By way of remedy counsel for Plummer requested that the Board, among other steps, direct that the union file a grievance over Plummer's indefinite lay-off. The Board is satisfied that this is an appropriate remedial step and therefore directs that the union forthwith file a grievance on Plummer's behalf and process it through the grievance procedure. The Board further directs that the company, for its part, receive and process the grievance without objection concerning its timeliness or any other procedure deficiency arising from the delay.
In the event that the grievance is not settled to Plummer's satisfaction, the Board further directs that the grievance be processed to arbitration. Again the company is directed not to raise a procedural objection. Given the degree of superficiality with which the union dealt with Plummer's situation as well as the antagonism deplayed by Enman following his January 25th meeting with Plummer, the Board is satisfied that the union should be required to process Plummer's grievance to arbitration if he so requests to fully cure the union's breach of its duty of fair representation. (See The Corporation of the County of Hastings, [19791 OLRB Rep. Nov. 1072 at para. 24.)

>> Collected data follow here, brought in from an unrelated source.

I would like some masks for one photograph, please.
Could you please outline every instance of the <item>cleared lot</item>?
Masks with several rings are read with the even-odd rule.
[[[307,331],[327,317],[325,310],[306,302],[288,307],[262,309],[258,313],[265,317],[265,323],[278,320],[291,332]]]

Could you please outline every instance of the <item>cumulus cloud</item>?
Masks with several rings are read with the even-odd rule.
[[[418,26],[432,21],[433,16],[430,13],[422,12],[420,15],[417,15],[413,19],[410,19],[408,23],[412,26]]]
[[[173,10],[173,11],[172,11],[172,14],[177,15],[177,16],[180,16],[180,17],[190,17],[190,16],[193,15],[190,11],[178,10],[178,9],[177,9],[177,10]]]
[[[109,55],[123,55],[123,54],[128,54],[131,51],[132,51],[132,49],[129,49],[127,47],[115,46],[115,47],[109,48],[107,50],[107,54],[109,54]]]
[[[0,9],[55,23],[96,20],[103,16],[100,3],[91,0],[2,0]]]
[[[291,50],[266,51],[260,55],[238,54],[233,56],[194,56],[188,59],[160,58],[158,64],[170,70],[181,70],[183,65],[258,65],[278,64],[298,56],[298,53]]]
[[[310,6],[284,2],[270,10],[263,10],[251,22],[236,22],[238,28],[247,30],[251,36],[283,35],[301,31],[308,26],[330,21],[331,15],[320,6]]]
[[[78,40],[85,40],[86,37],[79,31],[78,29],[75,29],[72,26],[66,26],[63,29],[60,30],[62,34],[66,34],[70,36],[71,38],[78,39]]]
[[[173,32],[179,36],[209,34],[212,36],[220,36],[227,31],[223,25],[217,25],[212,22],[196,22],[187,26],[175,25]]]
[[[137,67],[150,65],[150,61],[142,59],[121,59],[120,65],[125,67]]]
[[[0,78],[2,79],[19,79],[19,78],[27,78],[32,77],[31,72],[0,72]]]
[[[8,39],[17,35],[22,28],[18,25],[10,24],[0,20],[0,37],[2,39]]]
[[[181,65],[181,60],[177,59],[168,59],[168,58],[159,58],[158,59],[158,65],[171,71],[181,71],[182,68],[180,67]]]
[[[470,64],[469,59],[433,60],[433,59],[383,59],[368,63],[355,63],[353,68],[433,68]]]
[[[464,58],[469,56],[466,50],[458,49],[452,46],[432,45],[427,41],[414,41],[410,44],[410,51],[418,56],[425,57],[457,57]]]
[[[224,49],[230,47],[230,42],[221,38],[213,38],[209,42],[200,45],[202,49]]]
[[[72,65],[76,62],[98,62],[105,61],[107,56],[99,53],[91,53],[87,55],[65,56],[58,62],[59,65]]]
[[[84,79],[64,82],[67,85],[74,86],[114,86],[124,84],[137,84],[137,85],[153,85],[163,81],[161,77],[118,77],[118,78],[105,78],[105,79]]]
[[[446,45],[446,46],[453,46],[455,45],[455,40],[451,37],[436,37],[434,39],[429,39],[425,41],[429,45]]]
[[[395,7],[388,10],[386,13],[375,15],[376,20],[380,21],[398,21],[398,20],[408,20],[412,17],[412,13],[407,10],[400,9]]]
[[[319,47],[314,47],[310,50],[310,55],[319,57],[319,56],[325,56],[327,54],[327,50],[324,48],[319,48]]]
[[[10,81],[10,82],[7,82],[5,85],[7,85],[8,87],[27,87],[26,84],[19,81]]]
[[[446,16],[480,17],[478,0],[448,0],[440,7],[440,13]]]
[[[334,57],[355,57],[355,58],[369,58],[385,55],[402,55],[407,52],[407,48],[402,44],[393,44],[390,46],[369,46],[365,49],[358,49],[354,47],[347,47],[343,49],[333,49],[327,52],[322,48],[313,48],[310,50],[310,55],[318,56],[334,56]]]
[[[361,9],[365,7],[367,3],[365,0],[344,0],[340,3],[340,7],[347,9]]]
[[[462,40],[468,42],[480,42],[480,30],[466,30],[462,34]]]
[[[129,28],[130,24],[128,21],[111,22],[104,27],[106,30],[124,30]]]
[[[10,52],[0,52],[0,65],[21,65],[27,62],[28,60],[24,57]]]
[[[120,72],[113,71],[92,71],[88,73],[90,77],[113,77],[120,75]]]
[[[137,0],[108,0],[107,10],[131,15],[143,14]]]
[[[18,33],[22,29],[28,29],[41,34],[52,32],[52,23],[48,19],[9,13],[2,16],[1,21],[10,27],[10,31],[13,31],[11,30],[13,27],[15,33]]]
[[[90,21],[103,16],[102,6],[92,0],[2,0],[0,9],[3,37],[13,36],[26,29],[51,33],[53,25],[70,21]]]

The Board further directs that the union be represented at the arbitration hearing by an individual approved by Plummer. Plummer's approval, however, may not be unreasonably withheld. In the event that Plummer ultimately receives compensation, whatever portion is directly attributable to the union's breach of section 68 shall be paid by the union. (See Leonard Murphy, [1977] OLRB Rep. March 146 at para. 40; Massey Ferguson Industries Limited, [1977] OLRB Rep. April 216; Bedard Girard Ontario, [1981] OLRB Rep. Oct. 1338; North York General Hospital, [1982] OLRB Rep. August 1190; Phillip Wayne Bradley, [1983] OLRB Rep. March 323.)
The Board remains seized of this matter to resolve any dispute arising over the interpretation or implementation of the Board's Order.